Bis sich die Lage aber normalisiert, wird es also dauern. Der Luftverkehr habe die Pandemie als erste Branche zu spüren bekommen und werde mit den Folgen am längsten zu kämpfen haben, so Spohr. Lufthansa war im vergangenen Jahr dank staatlicher Hilfen in Höhe von neun Milliarden Euro gerettet worden, die sie allerdings nur teilweise in Anspruch genommen und zum Teil auch wieder zurückgezahlt hatte. Mittlerweile kann sie sich über Anleihen finanzieren, der Cash-Flow ist positiv, das Sommergeschäft ist einigermaßen gut gelaufen mit etwa 60 Prozent des alten Niveaus. Nun bereitet das Unternehmen eine Kapitalerhöhung vor - wenn auch die Umstände deutlich besser sein könnten.
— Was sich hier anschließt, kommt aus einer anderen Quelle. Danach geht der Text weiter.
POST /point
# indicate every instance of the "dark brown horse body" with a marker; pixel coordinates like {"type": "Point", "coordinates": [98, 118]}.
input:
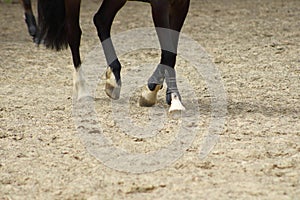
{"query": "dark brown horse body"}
{"type": "Point", "coordinates": [59, 27]}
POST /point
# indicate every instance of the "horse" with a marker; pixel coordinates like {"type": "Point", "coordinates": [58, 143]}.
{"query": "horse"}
{"type": "Point", "coordinates": [29, 18]}
{"type": "Point", "coordinates": [58, 27]}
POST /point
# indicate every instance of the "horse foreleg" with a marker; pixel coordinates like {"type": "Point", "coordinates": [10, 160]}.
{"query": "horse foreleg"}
{"type": "Point", "coordinates": [72, 8]}
{"type": "Point", "coordinates": [103, 20]}
{"type": "Point", "coordinates": [29, 18]}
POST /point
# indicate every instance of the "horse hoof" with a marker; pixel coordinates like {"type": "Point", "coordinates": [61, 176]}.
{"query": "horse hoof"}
{"type": "Point", "coordinates": [148, 97]}
{"type": "Point", "coordinates": [112, 88]}
{"type": "Point", "coordinates": [176, 104]}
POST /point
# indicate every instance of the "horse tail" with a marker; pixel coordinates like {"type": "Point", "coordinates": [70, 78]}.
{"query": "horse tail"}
{"type": "Point", "coordinates": [51, 22]}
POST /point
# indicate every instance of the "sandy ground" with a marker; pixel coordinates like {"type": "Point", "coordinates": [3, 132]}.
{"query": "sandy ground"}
{"type": "Point", "coordinates": [254, 44]}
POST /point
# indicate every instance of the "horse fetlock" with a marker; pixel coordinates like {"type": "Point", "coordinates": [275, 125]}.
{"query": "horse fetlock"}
{"type": "Point", "coordinates": [148, 97]}
{"type": "Point", "coordinates": [112, 87]}
{"type": "Point", "coordinates": [80, 86]}
{"type": "Point", "coordinates": [176, 104]}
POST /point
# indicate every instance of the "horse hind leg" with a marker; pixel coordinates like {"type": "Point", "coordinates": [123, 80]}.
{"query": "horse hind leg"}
{"type": "Point", "coordinates": [73, 36]}
{"type": "Point", "coordinates": [103, 20]}
{"type": "Point", "coordinates": [178, 13]}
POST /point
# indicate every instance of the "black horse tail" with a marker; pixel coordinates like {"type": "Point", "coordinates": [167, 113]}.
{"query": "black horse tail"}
{"type": "Point", "coordinates": [51, 22]}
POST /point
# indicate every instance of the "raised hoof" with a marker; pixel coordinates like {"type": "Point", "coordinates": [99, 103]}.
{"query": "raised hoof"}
{"type": "Point", "coordinates": [148, 97]}
{"type": "Point", "coordinates": [112, 89]}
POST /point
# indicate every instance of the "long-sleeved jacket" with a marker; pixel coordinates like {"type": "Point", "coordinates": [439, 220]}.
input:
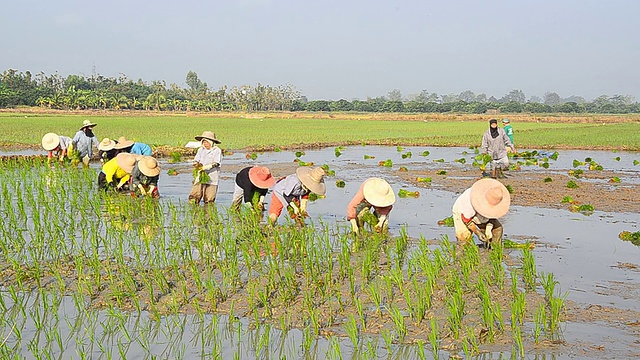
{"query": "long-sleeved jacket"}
{"type": "Point", "coordinates": [496, 147]}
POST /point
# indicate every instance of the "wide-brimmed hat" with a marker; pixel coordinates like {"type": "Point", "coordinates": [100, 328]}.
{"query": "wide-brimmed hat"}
{"type": "Point", "coordinates": [123, 143]}
{"type": "Point", "coordinates": [261, 177]}
{"type": "Point", "coordinates": [149, 166]}
{"type": "Point", "coordinates": [126, 161]}
{"type": "Point", "coordinates": [50, 141]}
{"type": "Point", "coordinates": [490, 198]}
{"type": "Point", "coordinates": [87, 123]}
{"type": "Point", "coordinates": [313, 179]}
{"type": "Point", "coordinates": [208, 135]}
{"type": "Point", "coordinates": [106, 144]}
{"type": "Point", "coordinates": [378, 192]}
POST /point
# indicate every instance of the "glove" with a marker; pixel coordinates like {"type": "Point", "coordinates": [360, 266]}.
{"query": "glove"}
{"type": "Point", "coordinates": [488, 232]}
{"type": "Point", "coordinates": [381, 222]}
{"type": "Point", "coordinates": [474, 228]}
{"type": "Point", "coordinates": [295, 208]}
{"type": "Point", "coordinates": [354, 226]}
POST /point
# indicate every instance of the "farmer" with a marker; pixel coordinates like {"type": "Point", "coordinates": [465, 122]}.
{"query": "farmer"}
{"type": "Point", "coordinates": [84, 141]}
{"type": "Point", "coordinates": [132, 147]}
{"type": "Point", "coordinates": [58, 144]}
{"type": "Point", "coordinates": [207, 169]}
{"type": "Point", "coordinates": [494, 141]}
{"type": "Point", "coordinates": [144, 177]}
{"type": "Point", "coordinates": [116, 172]}
{"type": "Point", "coordinates": [293, 192]}
{"type": "Point", "coordinates": [107, 150]}
{"type": "Point", "coordinates": [376, 194]}
{"type": "Point", "coordinates": [477, 209]}
{"type": "Point", "coordinates": [252, 181]}
{"type": "Point", "coordinates": [508, 129]}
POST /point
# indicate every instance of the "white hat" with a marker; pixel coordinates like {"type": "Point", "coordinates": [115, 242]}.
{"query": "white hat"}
{"type": "Point", "coordinates": [378, 192]}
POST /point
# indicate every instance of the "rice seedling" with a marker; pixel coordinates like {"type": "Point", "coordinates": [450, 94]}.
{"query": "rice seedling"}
{"type": "Point", "coordinates": [528, 269]}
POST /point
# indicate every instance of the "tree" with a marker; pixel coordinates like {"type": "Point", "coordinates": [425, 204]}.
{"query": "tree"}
{"type": "Point", "coordinates": [194, 83]}
{"type": "Point", "coordinates": [514, 95]}
{"type": "Point", "coordinates": [394, 95]}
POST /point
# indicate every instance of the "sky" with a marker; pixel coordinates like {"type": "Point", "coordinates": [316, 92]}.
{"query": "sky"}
{"type": "Point", "coordinates": [334, 49]}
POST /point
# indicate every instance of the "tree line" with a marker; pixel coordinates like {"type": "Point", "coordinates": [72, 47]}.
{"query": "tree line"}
{"type": "Point", "coordinates": [77, 92]}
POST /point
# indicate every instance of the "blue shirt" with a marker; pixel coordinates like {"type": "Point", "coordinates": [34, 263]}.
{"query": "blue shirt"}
{"type": "Point", "coordinates": [141, 149]}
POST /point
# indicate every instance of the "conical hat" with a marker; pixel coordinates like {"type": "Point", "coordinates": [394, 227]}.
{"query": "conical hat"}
{"type": "Point", "coordinates": [87, 123]}
{"type": "Point", "coordinates": [261, 177]}
{"type": "Point", "coordinates": [313, 179]}
{"type": "Point", "coordinates": [149, 166]}
{"type": "Point", "coordinates": [126, 161]}
{"type": "Point", "coordinates": [106, 144]}
{"type": "Point", "coordinates": [208, 135]}
{"type": "Point", "coordinates": [490, 198]}
{"type": "Point", "coordinates": [123, 143]}
{"type": "Point", "coordinates": [378, 192]}
{"type": "Point", "coordinates": [50, 141]}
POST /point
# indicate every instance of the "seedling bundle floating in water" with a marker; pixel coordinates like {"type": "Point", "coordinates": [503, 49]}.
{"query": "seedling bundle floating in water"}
{"type": "Point", "coordinates": [405, 193]}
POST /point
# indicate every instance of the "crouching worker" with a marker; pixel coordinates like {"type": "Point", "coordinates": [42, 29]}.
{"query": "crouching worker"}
{"type": "Point", "coordinates": [293, 192]}
{"type": "Point", "coordinates": [252, 181]}
{"type": "Point", "coordinates": [144, 177]}
{"type": "Point", "coordinates": [477, 209]}
{"type": "Point", "coordinates": [376, 194]}
{"type": "Point", "coordinates": [116, 172]}
{"type": "Point", "coordinates": [58, 146]}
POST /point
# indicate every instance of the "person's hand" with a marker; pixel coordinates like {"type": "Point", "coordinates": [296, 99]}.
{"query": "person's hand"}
{"type": "Point", "coordinates": [354, 226]}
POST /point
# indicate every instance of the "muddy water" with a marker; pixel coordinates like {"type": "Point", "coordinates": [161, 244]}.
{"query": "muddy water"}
{"type": "Point", "coordinates": [582, 251]}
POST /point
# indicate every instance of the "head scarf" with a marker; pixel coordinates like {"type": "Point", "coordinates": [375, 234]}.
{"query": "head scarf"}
{"type": "Point", "coordinates": [494, 131]}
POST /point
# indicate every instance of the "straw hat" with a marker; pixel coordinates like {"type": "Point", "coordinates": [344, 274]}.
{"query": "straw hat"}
{"type": "Point", "coordinates": [313, 179]}
{"type": "Point", "coordinates": [50, 141]}
{"type": "Point", "coordinates": [208, 135]}
{"type": "Point", "coordinates": [123, 143]}
{"type": "Point", "coordinates": [126, 162]}
{"type": "Point", "coordinates": [378, 192]}
{"type": "Point", "coordinates": [149, 166]}
{"type": "Point", "coordinates": [87, 123]}
{"type": "Point", "coordinates": [490, 198]}
{"type": "Point", "coordinates": [261, 177]}
{"type": "Point", "coordinates": [106, 144]}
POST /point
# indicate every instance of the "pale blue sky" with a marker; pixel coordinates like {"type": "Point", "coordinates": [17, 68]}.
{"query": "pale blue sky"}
{"type": "Point", "coordinates": [337, 49]}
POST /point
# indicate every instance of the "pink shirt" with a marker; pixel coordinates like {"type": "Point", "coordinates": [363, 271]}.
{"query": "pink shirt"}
{"type": "Point", "coordinates": [358, 199]}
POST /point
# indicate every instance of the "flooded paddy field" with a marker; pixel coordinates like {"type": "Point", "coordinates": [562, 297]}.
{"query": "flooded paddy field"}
{"type": "Point", "coordinates": [128, 278]}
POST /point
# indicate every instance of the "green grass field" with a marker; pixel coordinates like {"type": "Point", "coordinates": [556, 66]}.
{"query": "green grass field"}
{"type": "Point", "coordinates": [239, 133]}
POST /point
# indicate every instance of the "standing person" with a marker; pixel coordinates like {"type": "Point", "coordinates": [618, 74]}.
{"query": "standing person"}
{"type": "Point", "coordinates": [477, 209]}
{"type": "Point", "coordinates": [84, 141]}
{"type": "Point", "coordinates": [494, 141]}
{"type": "Point", "coordinates": [116, 172]}
{"type": "Point", "coordinates": [508, 129]}
{"type": "Point", "coordinates": [106, 150]}
{"type": "Point", "coordinates": [376, 194]}
{"type": "Point", "coordinates": [58, 144]}
{"type": "Point", "coordinates": [206, 169]}
{"type": "Point", "coordinates": [250, 181]}
{"type": "Point", "coordinates": [293, 191]}
{"type": "Point", "coordinates": [144, 177]}
{"type": "Point", "coordinates": [132, 147]}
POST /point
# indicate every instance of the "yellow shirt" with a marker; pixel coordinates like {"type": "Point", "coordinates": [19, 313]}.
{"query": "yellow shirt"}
{"type": "Point", "coordinates": [113, 171]}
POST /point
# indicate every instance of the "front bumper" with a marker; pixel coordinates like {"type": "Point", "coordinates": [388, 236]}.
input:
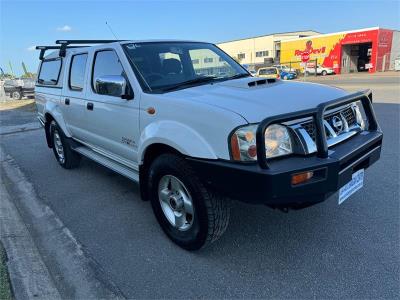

Einen wesentlichen Beitrag dazu, dass die Lage nicht dramatischer ist, leistet weiterhin die Fracht, die von großer Nachfrage, hohen Preisen und knapper Kapazität profitiert. Spohr sagte, im Vorstand habe man schon seit Wochen heimlich gewettet, ob die Sparte in diesem Jahr einen Gewinn von einer Milliarde Euro schaffen würde, nach knapp 800 Millionen 2020. Nun hat der Konzernchef augenzwinkernd eine klare Ansage gemacht: "Alles unter einer Milliarde ist nicht akzeptabel."

Spohr ist nun auch optimistisch genug, um zuzusagen, dass mindestens 100 000 Arbeitsplätze bei Lufthansa erhalten bleiben. Dies war eines der großen Ziele, die sich der Konzernchef schon früh in der Pandemie gesetzt hatte. 2019 waren noch rund 140 000 Menschen in der Gruppe beschäftigt.